Ces deux grandes représentations de la conscience, traitant d’une part de la matière de la conscience et d’autre part de la conscience de la matière seront abordées dans les deux parties suivantes.

LA MATIÈRE DE LA CONSCIENCE

La conscience chez l’homme et chez les animaux

L’arrogance de l’homme est à la mesure des dégâts écologiques qu’il cause aux différents règnes de la nature, aux écosystèmes et à la planète dans son ensemble. Avec l’émergence de notre société basée sur une vision matérialiste de la science, l’homme s’est cru au-dessus de tout. Et au sommet où il s’était placé, seul lui, ou presque, était conscient, seul lui, aboutissement de la création ou de l’évolution, était intelligent et ainsi, bien supérieur aux animaux et à la nature relégués comme étant de simples objets sans conscience dont il avait la jouissance. Je me souviens de mes cours de biologie où les animaux étaient décrits comme de simples automates réagissant à des stimuli, ce qui était proposé par Descartes (1596-1650). Cette vision excessive est heureusement de plus en plus obsolète. Darwin affirmait pourtant dans ses écrits que les émotions et la conscience nous venaient des animaux. Et enfin, il est aujourd’hui admis que l’homme n’a pas l’apanage de la conscience. Alors ? Qu’est-ce qui distingue principalement l’homme des animaux ? Ne serait-ce pas une caractéristique spécifique de la conscience :

l’auto-conscience ou la connaissance de soi ?

La conscience de soi caractérise le fait que la conscience se retourne sur elle-même et, s’observant, prend conscience de l’être qui la porte. Il devient ainsi auto-conscient. Il peut avoir connaissance de soi et se comprendre, et bien sûr connaître et comprendre un tant soit peu les autres.

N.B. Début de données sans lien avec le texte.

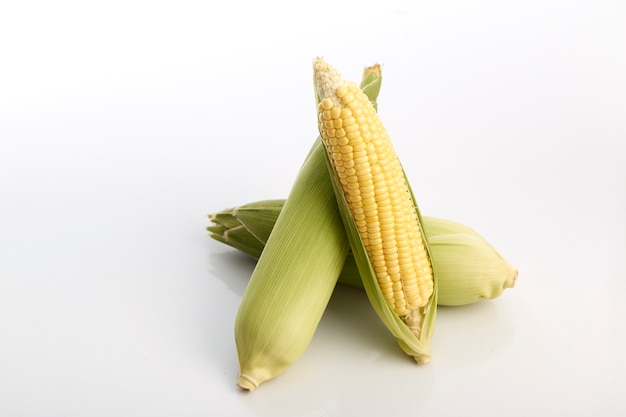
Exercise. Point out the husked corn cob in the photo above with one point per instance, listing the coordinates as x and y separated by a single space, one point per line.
376 191
469 269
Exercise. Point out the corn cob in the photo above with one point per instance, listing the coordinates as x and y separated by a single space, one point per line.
294 277
469 269
378 210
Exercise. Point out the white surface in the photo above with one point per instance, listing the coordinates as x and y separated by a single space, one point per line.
122 124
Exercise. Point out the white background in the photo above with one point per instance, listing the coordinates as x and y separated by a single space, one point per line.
124 123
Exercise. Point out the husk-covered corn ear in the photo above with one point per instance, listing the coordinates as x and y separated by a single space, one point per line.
294 278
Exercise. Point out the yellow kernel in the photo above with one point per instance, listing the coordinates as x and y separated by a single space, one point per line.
326 104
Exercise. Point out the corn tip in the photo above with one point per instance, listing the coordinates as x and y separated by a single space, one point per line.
246 382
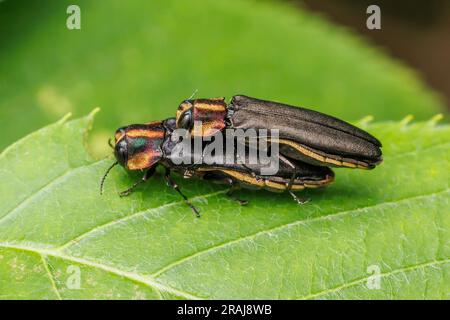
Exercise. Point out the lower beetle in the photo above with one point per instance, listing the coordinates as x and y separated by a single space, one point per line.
144 146
305 135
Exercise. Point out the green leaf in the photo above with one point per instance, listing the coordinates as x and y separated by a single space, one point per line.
60 239
139 60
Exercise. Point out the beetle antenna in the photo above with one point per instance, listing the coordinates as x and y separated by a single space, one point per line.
193 94
105 175
110 143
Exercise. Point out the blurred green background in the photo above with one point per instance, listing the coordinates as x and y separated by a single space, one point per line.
138 59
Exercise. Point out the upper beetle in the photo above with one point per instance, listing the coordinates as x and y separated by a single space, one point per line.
304 134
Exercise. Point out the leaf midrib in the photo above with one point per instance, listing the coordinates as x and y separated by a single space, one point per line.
136 277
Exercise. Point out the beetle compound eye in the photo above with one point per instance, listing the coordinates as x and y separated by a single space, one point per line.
121 152
187 120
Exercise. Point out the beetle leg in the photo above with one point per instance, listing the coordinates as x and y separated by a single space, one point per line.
234 187
291 181
147 175
171 183
297 199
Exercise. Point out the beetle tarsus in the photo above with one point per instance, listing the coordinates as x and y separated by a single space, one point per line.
174 186
300 201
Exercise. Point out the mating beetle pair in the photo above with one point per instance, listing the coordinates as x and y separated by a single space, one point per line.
309 143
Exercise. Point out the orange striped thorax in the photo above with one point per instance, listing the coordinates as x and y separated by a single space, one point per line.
138 146
202 117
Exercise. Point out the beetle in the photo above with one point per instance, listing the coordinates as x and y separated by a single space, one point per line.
305 135
145 146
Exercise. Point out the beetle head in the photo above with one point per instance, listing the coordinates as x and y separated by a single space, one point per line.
137 146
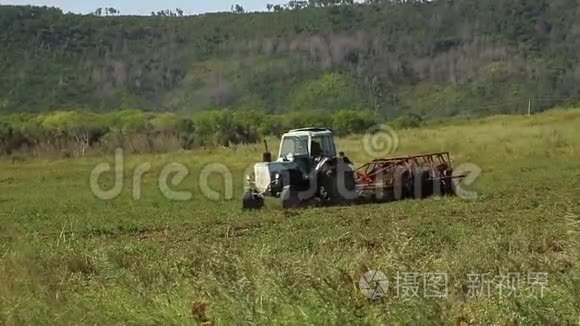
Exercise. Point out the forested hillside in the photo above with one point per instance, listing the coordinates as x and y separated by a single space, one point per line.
437 58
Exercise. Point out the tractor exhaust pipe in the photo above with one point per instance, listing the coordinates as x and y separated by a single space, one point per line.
267 156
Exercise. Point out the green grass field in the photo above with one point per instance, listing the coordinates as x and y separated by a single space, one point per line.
70 258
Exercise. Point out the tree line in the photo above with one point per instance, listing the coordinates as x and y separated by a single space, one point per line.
77 133
435 58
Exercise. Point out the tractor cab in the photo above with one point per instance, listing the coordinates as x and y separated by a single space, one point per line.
304 146
307 143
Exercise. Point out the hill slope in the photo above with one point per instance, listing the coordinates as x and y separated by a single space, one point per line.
438 58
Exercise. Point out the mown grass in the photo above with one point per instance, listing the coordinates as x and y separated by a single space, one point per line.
69 258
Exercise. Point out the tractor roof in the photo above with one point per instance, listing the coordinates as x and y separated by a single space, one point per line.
312 132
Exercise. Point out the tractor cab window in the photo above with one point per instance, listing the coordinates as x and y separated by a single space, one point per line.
322 146
295 145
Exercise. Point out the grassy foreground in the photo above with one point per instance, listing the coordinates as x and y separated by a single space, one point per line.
70 258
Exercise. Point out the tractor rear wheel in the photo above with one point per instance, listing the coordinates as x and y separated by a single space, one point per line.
289 198
253 200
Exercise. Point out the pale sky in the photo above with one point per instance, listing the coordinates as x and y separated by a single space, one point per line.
144 7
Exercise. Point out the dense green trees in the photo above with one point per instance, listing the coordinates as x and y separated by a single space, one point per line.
431 58
74 133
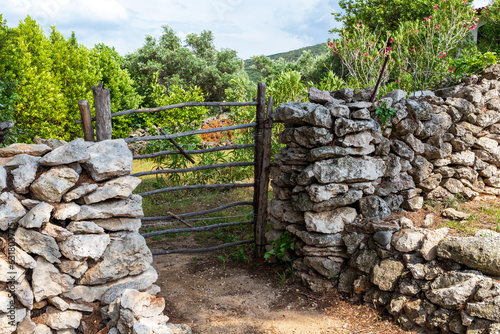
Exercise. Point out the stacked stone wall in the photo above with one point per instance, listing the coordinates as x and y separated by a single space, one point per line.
70 248
343 176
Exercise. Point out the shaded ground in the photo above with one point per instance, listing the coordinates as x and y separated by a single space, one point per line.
233 297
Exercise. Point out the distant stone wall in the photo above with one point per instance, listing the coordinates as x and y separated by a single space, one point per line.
70 243
342 175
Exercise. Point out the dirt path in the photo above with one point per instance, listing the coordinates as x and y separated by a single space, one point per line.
213 297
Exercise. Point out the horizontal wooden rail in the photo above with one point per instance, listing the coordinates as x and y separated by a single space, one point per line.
198 186
202 151
179 105
190 133
199 213
204 250
194 169
194 229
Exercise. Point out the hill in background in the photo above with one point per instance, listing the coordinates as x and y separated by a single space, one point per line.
289 56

L’homme est auto-conscient. Il sait qu’il est et c’est ainsi qu’il peut avoir la possibilité de s’observer consciemment. Le test de la tache et du miroir est un moyen de déterminer la présence de la conscience de soi. Si on vous colle une pastille colorée sur le front quand vous dormez, en vous regardant au réveil dans la glace, vous vous verrez avec la pastille sur le front, et l’enlèverez. Se regarder dans le miroir et y reconnaître sa propre image révèle l’auto-conscience. Chez l’homme, elle se développe à partir de six mois. Mais il est admis aujourd’hui qu’il n’a pas l’apanage de l’auto-conscience. En effet, il s’avère que de nombreux animaux la possèdent également.

Les animaux sont conscients sans nécessairement en avoir conscience. Certains cependant ont développé cette capacité d’auto-conscience. Si vous avez un animal domestique, vous pouvez lui faire passer le test de la tache et du miroir. Au réveil, montrez lui un miroir. S’il se reconnaît dans le miroir, il manifeste la présence d’une auto-conscience et essayera sans doute d’enlever la pastille colorée. Sinon, il réagira comme s’il voyait un de ses congénères dans le miroir sans comprendre que c’est lui qu’il voit en vérité.

Eléphants, dauphins, corbeaux, pies, perroquets, chimpanzés, orangs outans manifestent l’auto-conscience. Et la liste n’est pas exhaustive. L’homme est descendu du trône sur lequel il s’était mis. Qu’est ce qui le distingue alors spécifiquement des animaux ? Son mental élaboré qui analyse et est capable d’observer avec attention, d’élaborer des modèles, de regarder le passé et l’avenir, et donc de faire des projets qu’il peut réaliser. Associé à ce mental, il possède également un langage élaboré qui lui permet d’échanger et de faire des projets avec son groupe. Et tout le monde le sait, l’union fait la force. Mais revenons à la conscience. Est-elle produite par le cerveau que l’on a en commun avec les animaux ? Et si oui, comment ?

La conscience produite par le cerveau ? Quelques modèles et théories de la conscience…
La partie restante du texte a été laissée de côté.